Eu, por exemplo, adorei o ultimo filme do Beto Brant, "Cão Sem Dono", que fez 20 mil espectadores. Isso pode ser pouco, mas acho que o filme em si supera qualquer possibilidade de quantificação matemática. É preciso transcender essas categorias mesquinhas e ver qual é o legado de um filme. Essa é a grande questão: Qual é o legado de um filme, de uma cinematografia? Pra que ela existe? No Brasil, diria que, se há um cinema que está em crise, é o cinema comercial feito aqui. Não é o cinema de autor que o Beto Brant representa. Há uma necessidade de redirecionar

esse debate que parece estar sendo travado à luz de instrumentos que vêm de fora pra dentro. Há também os exemplos que trazem otimismo. (GIANNINI, 2008).
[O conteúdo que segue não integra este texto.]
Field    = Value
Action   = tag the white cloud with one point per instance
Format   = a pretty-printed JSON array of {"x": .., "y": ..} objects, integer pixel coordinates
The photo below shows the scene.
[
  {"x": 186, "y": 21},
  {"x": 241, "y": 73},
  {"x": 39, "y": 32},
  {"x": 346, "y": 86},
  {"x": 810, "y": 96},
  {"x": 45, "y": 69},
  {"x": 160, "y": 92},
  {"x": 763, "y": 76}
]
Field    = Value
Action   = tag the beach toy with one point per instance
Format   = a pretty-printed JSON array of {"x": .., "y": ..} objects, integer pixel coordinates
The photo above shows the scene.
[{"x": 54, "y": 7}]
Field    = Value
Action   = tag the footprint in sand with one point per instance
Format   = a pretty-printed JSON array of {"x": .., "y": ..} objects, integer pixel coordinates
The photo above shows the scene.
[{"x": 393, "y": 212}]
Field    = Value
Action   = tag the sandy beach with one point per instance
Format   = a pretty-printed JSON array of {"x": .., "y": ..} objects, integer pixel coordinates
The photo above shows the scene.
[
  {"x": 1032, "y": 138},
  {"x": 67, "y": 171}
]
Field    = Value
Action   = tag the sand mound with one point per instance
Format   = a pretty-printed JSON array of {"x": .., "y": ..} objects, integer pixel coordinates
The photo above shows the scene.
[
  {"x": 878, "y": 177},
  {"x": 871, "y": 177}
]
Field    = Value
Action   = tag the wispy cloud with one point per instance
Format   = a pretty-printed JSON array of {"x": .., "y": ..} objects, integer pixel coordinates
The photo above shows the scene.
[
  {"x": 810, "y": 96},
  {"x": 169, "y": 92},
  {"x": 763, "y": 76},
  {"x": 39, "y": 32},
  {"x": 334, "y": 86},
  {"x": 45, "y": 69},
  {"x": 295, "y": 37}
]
Cineasta com capital simbólico distinto, o diretor de cinema e televisão Daniel Filho, responsável por alguns dos maiores sucessos de bilheteria do cinema brasileiro contemporâneo, e a propósito da repercussão junto ao público do filme por ele dirigido, Se eu fosse você 2, fez considerações sobre o cinema nacional em entrevista ao jornal Folha de S. Paulo, defendendo o cinema comercial e não poupando críticas a colegas cineastas. Para Daniel Filho, o público espectador quer assistir a “filme bem realizado, que diverte, que te completa. E não é só comédia. Se olharmos as dez maiores bilheterias do cinema nacional em dez anos, vamos ver que existe uma variedade de assuntos. Tem duas biografias, 2 Filhos de Francisco e Cazuza; temos Cidade de Deus e Carandiru”.

Se Eu Fosse Você 2 é um cinema de entretenimento, algo que eu sempre

defendi e defendo. As grandes bilheterias do mundo são ocupadas por entretenimento popular. Até 2 Filhos de Francisco, um melodrama, não deixa de ser apoiado em dois astros sertanejos que falam da vida deles e cantam suas músicas de sucesso. Então fica a indagação para nós, que fazemos cinema: o que o público quer ver? Como a gente faz para tirar alguém de casa para ver filme nacional?... (...) ... Eu vejo muitos diretores fazendo filmes e correndo para ver se pegam o festival de Cannes, o de Berlim. “Ah, eu vou pro [festival de] Sundance, eu vou pra não sei o quê”. É uma preocupação muito grande com o exterior. E eu sou o camarada que acredita no ditado: agrade a sua vila que você vai agradar ao mundo. Você tem que agradar aqui, no Brasil. O público quer ver esse filme? Ou é você que quer fazer esse filme? Queremos ser todos Godard e Glauber Rocha? A crítica aplaude esses filmes meio malditos, que têm pouco público. É uma dicotomia entre o que a crítica pensa e o que o público quer ver. (BÉRGAMO, 2009).